Just before the pandemic struck, Anita Drentlaw began overhauling the culture at New Market Bank. As president and CEO, Drentlaw wanted to develop a commitment to leadership at the $190 million bank, located on the south side of the Twin Cities metro.
Developed by an ex-Marine, the program she implemented at the Elko Market Bank focused on creating a leadership mentality among its graduates rather than situation-specific training. It’s helped create a unified culture with buy-in from all participants. “They’ve all helped create the vision, and they’ve all gone through the development,” said Drentlaw, who is recognized as one of BankBeat’s 2021 “Outstanding Women in Banking.” This meant rewriting job descriptions, performance goals and the strategic plan.
“We’ve put a lot of time and energy into leadership development with our officers and senior staff,” Drentlaw said. “That’s been a huge thing that I’ve felt very strongly about. And it has really created a very cohesive culture within the bank that is pretty cool to see come together.”
That cohesiveness and creating open lines of communication was crucial during the pandemic, particularly in its early days. Balancing remote work positions with those who had to be physically present in the bank required a level of communication and responsiveness previously lacking.
“I think that that did help, too, that there was a really good set of core values that we had prior that we had communicated really well to people,” Drentlaw said. “We had a really clear vision of where the bank was going prior to the pandemic that we had communicated well to people. And so those foundations that we had were helpful during that period.”
Part of the cultural revamp was a branding assessment and logo redesign, which the New Market Bank leadership team wanted to tie back to its new culture.
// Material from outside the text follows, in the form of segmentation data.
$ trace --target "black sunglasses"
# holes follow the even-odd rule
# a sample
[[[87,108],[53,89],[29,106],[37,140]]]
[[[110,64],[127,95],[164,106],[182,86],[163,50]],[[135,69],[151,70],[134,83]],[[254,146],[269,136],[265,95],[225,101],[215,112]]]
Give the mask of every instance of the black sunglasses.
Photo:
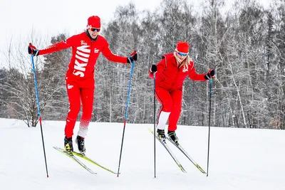
[[[90,30],[91,31],[100,31],[100,28],[90,28]]]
Since relationships are so important to the family bank, an abstract handshake was worked into the new logo. Including the physical gesture, briefly disallowed by the pandemic, was a topic of board debate initially. Drentlaw and her team quickly dismissed the concern: “We’re not changing our vision for a pandemic.”
Drentlaw, who has been president of the family bank since 2012, added CEO to her responsibilities earlier this summer, taking over from her father Bob Vogel. She’d been in training for those roles since she joined the company in 2002 as its fourth generation of family leadership.
Her experience working through the bank’s cultural and branding refresh will serve her well at the Independent Community Bankers of Minnesota, where she is the 2021-22 chair. Drentlaw is the second woman to hold the position (Nancy Skophammer was chair in 2011-12), and part of the first father-daughter pair (her father was chair in 1998-99).
Besides the typical slate of leadership responsibilities, Drentlaw and ICBM plan to focus on a rebranding project during her tenure. The project is an opportunity to lay out its 60 years of history and examine what’s worked well in the past and what needs to be changed going forward, said ICBM President and CEO Jim Amundson: “She’s going to be a strong leader in that process, not only as chair, but as a committed member to what we do.”
“That is exciting to me, making sure that our brand is well-known, not only in the industry, but also to community members and customers,” Drentlaw said. “What can we do, from an association standpoint, to help our members gain more customers and be more well-known in the communities that they serve?”
Drentlaw spent time at the beginning of her career doing some accounting work for the organization, so she brings not only a wealth of banking knowledge, but a deep familiarity with ICBM history as well.
“It was evident to me Anita was a strong community leader, a strong banker, and I thought it would be a great opportunity to have her come on and join the executive committee,” Amundson said. “We’ll have to find other ways to keep her involved.”